O mal que o consumo de drogas lícitas e ilícitas traz para as pessoas apenas pode ser comparado aos prejuízos que afetam toda a coletividade. Para o adicto, a perspectiva é de deterioração física e moral.
Quanto aos prejuízos sociais, não se limitam a perdas de ordem material, mas também ao aumento da insegurança e da violência e, por fim, à degradação do relacionamento humano.
Esse fato é preocupante, visto que tem agravado problemas sociais, trazendo sofrimento para o indivíduo e suas famílias e, ainda, consequências econômicas importantes.

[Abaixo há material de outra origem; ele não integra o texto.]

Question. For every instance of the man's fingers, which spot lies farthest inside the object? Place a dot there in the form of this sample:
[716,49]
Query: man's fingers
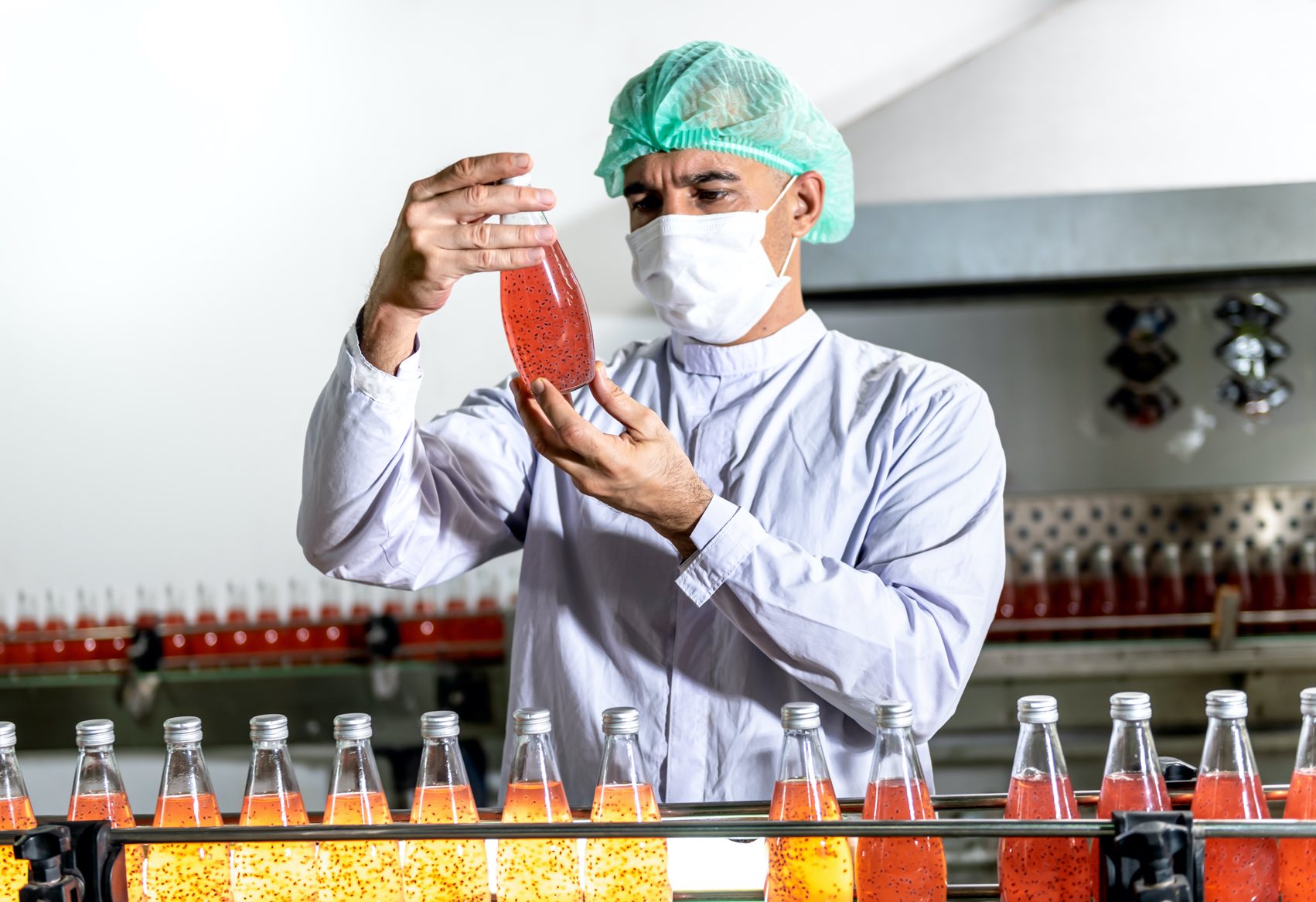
[620,406]
[472,170]
[496,237]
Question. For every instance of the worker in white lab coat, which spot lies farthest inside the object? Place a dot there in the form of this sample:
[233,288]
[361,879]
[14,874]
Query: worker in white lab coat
[750,511]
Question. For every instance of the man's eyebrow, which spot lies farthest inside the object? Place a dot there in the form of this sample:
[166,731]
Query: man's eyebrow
[703,176]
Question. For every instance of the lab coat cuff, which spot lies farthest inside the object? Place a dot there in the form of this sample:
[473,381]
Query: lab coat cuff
[712,565]
[397,390]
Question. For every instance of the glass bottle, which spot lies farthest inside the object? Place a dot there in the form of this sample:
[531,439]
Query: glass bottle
[444,870]
[544,313]
[898,868]
[15,813]
[1068,593]
[806,870]
[1229,787]
[357,870]
[1042,868]
[1103,596]
[273,872]
[1035,600]
[1132,780]
[99,793]
[624,870]
[536,868]
[1298,856]
[185,872]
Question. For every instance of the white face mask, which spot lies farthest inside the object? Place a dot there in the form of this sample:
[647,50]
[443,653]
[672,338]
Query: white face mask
[708,277]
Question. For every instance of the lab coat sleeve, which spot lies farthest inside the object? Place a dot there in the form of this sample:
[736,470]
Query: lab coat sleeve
[909,619]
[390,502]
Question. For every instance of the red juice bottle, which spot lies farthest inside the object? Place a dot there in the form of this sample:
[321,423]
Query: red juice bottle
[99,793]
[1298,856]
[273,872]
[1042,868]
[367,870]
[1229,788]
[444,870]
[1168,593]
[1132,780]
[1103,596]
[1035,601]
[544,313]
[806,870]
[898,868]
[1304,585]
[536,870]
[15,813]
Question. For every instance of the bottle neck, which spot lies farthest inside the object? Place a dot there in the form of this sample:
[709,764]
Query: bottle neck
[97,772]
[185,770]
[270,772]
[11,778]
[894,757]
[803,757]
[354,770]
[1132,750]
[1038,752]
[622,763]
[1228,750]
[534,760]
[1307,744]
[442,764]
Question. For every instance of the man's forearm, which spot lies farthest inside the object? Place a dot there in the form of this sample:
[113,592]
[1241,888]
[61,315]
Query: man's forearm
[387,336]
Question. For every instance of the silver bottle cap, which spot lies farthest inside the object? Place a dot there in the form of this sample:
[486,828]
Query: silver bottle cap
[620,722]
[530,722]
[800,716]
[94,733]
[1307,701]
[352,726]
[438,725]
[183,729]
[1038,709]
[895,712]
[1130,706]
[269,729]
[1227,703]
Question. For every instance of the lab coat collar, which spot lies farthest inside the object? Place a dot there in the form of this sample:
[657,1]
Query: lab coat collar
[757,356]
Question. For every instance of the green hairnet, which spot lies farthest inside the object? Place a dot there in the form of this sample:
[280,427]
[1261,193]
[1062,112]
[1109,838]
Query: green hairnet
[714,97]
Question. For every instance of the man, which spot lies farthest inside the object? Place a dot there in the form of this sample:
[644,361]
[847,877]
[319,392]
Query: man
[748,513]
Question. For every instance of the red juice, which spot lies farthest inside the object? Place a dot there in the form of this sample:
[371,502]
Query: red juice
[1298,856]
[899,868]
[1042,868]
[547,323]
[1236,870]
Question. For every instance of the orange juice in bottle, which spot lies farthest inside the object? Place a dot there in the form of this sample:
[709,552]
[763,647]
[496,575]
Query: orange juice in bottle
[898,868]
[273,872]
[99,793]
[530,870]
[806,870]
[186,872]
[624,870]
[357,870]
[15,813]
[444,870]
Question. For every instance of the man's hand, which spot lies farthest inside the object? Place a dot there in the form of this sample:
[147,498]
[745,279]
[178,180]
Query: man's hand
[643,472]
[442,234]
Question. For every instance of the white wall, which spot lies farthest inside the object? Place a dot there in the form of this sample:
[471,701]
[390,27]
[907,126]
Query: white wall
[1107,95]
[195,195]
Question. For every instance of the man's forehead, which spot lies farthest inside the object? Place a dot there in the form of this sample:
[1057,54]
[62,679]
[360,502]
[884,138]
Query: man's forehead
[675,166]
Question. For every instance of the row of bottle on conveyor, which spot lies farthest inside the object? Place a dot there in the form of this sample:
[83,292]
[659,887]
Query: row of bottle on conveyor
[878,870]
[1137,583]
[43,634]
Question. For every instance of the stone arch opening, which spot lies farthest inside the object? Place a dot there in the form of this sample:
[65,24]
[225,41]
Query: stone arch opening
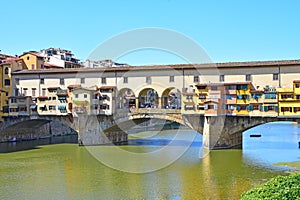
[35,129]
[126,99]
[171,98]
[148,98]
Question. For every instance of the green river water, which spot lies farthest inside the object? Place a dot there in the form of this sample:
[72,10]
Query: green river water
[69,171]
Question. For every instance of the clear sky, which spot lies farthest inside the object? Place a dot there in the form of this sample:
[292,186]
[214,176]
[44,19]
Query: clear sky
[229,30]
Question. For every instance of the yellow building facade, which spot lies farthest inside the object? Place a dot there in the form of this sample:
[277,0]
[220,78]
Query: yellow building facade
[289,100]
[33,60]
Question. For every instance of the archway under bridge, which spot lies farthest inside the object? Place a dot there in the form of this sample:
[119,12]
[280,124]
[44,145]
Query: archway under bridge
[171,98]
[31,129]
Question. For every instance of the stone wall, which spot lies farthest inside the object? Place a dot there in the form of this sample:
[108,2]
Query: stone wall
[30,131]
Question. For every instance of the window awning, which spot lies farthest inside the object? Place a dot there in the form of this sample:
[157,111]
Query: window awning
[32,106]
[13,106]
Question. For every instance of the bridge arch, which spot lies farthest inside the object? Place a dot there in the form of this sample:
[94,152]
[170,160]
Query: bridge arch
[126,99]
[28,129]
[125,124]
[148,98]
[171,98]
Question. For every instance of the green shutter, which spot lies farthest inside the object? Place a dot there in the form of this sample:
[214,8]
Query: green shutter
[250,108]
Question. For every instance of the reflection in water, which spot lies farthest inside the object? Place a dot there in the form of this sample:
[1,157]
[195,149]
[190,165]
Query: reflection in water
[278,143]
[67,171]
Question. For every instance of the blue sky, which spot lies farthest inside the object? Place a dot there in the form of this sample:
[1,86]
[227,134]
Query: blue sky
[231,30]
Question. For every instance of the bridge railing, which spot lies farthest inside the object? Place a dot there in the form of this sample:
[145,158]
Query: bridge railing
[121,113]
[154,111]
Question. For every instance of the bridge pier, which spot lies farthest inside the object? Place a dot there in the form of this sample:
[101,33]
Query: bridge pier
[212,131]
[91,131]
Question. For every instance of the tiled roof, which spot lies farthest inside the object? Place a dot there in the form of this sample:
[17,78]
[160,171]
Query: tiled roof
[209,66]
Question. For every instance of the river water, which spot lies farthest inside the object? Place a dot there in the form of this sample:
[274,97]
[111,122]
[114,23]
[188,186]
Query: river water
[35,170]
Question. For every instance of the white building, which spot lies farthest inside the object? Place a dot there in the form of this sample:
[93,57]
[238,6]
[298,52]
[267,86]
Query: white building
[60,57]
[102,64]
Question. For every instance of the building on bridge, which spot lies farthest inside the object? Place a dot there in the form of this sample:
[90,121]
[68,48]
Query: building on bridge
[242,88]
[289,100]
[8,64]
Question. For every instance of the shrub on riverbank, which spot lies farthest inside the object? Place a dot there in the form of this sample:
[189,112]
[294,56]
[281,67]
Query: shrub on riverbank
[281,187]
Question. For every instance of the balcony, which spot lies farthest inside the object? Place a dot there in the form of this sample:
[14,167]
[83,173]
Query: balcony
[154,111]
[230,91]
[62,92]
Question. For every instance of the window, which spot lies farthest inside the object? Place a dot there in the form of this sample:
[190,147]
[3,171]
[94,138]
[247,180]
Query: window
[243,97]
[222,78]
[148,79]
[125,79]
[7,82]
[214,88]
[275,77]
[255,107]
[270,96]
[52,107]
[230,87]
[196,79]
[242,87]
[104,107]
[230,96]
[61,81]
[248,77]
[287,96]
[286,109]
[25,91]
[230,107]
[296,109]
[16,91]
[212,107]
[103,80]
[202,96]
[256,96]
[189,97]
[171,79]
[44,92]
[33,91]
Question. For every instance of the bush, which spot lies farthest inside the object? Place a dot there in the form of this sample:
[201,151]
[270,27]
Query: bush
[281,188]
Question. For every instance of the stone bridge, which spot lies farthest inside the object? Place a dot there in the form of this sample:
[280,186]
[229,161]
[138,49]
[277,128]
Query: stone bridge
[218,131]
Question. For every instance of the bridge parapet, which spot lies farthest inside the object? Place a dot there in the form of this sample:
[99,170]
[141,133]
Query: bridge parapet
[155,111]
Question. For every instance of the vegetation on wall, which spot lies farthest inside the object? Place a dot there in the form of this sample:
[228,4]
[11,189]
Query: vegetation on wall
[281,188]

Na legislação sobre o tema, a atual lei n° 11.343/2006 trouxe mudanças significativas no que diz respeito ao tratamento dos usuários: suavizou a punição, adotando o discurso médico-jurídico em que o usuário é visto como doente e não como criminoso, devendo apenas ser apreendido e sujeito a advertência, prestação de serviço à comunidade e, como medida educativa vinculada à justiça terapêutica, frequentar grupos de atendimento aos dependentes de álcool e outras drogas.
Nesse sentido, a nova lei guardou pena restritiva de direito tão somente aos traficantes.
A justiça terapêutica é um conjunto de medidas que visa aumentar a possibilidade de infratores (aqueles que cometem pequenos crimes para alimentar seu vício) serem inseridos no programa de tratamento e nele permanecer, modificando seus comportamentos anteriores delituosos para socialmente adequados, conforme conceito do projeto fornecido pela Associação Nacional de Justiça Terapêutica(ANJT).
Acontece que toda a iniciativa da legislação e da justiça em tratar o usuário como doente e oferecer a ele tratamento não tem se mostrado totalmente eficaz, pois, a quase dez anos da lei 11.343/2006, o problema tem proliferado, tanto no número de usuários e traficantes, quanto na violência urbana vinculada ao consumo. A iniciativa da lei é de grande ajuda, mas não é o bastante, é necessário investimento na educação.
Levando em conta o fato de que não há suficiente segurança nas ruas para impedir que as drogas cheguem às mãos do usuário, e considerando que todos os problemas que o consumo acarreta têm se tornado um “câncer” no seio da sociedade, torna-se urgente a tomada de uma série de medidas mais eficazes, pois não se cura um “câncer” com analgésicos. Deve-se tratar a causa do mal e não os seus efeitos.
A melhor política de combate às drogas, que alcança a raiz do problema, é sem dúvida a educação preventiva, em que pais e educadores trabalhem em conjunto na formação da personalidade das crianças e adolescentes de modo que sejam capazes de se defender contra essa verdadeira epidemia.
Infelizmente, a educação pública no Brasil é tratada com desprezo. O papel da escola deveria ser visto como complementar à função da família na formação da personalidade da criança.
Informar sobre drogas é importante, pois a informação é um elemento fundamental na formação do aluno. O jovem tem direito de saber a verdade sobre as drogas, sem falsidades, sem mentiras, sem demagogia e sem terror. As informações devem ser fidedignas e objetivas; ao referi-las ao contexto vivencial do jovem, criam-se oportunidades para vincular ideias, conhecimentos e valores que o tocam, despertam e interessam, fortalecendo sua autodefesa.
Quanto ao êxito dos programas preventivos, a questão é saber como conseguir efeitos amplos e duradouros, não somente de impacto momentâneo, mas de penetração social profunda e multiplicadora. Não faz sentido exigir o alcance dos objetivos a curto prazo. Cabe visá-los a médio e longo prazo.
O sentido da educação preventiva é transmitir mensagens de prevenção, com chances reais de minimizar o problema. A possível solução seria os menores não adquirirem a droga, sabendo os males que elas ocasionam. Repressão policial e legislação penal não têm resolvido o problema. O crime continua cada vez mais organizado a justiça cada vez mais morosa.